Choose a quadratic equation that you want to solve. For example, solve the quadratic equation x^2 + 3x = -2.
Rearrange the equation into the standard form, which is ax^2 + bx + c = 0. In the standard form, a and b represent the coefficients in front of the variable and c represents the constant number. In the example, add 2 to both sides of the equation to move -2 to the left side, which results in x^2 + 3x + 2 = -2 + 2. This leaves x^2 + 3x + 2 = 0.
Determine the numbers in the quadratic equation that represent a, b and c. In the example, 1, 3 and 2 represent a, b, and c, respectively.
Plug the numbers for a, b and c into the quadratic formula. In the example, this yields the quadratic formula x = [-3 +/- sqrt(3^2 - 4(1)(2))]/[2(1)]. In the formula, sqrt represents square root.
Square b inside the square root sign. In the example, square 3 to get 9.
Multiply 4 by a by c inside the square root sign. In the example, multiply 4 by 1 by 2, which equals 8.
Subtract the result of 4ac from the result of b^2 inside the square root sign. In the example, subtract 8 from 9, which equals 1. This leaves x = [-3 +/- sqrt(1)]/[2(1)].
Calculate the square root of the number in the square root sign. In the example, calculate the square root of 1, which equals 1. This leaves x = (-3 +/- 1)/[2(1)].
Multiply 2 by a in the denominator. In the example, multiply 2 by 1, which equals 2. This leaves x = (-3 +/- 1)/2.
Separate the formula into two formulas -- one with a "+" sign in the numerator and one with a "-" sign -- to separate the +/- sign in the numerator. This means the equation will have two solutions. In the example, this results in x = (-3 + 1)/2 and x = (-3 - 1)/2.
Add the numbers in the numerator of the first equation. In the example, add -3 to 1, which equals -2. This leaves x = -2/2.
Divide the numerator by the denominator to solve for x. In the example, divide -2 by 2, which equals -1. This leaves x = -1, which means -1 is the first solution.

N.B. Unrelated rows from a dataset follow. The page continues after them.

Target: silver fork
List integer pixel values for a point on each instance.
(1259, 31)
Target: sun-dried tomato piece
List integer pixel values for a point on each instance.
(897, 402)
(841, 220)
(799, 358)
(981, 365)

Subtract the numbers in the numerator of the second equation. In the example, subtract 1 from -3, which equals -4. This leaves x = -4/2.
Divide the numerator by the denominator to solve for x. In the example, divide -4 by 2, which equals -2. This leaves x = -2, which means -2 is the second solution. So the solutions to the quadratic equation are -1 and -2.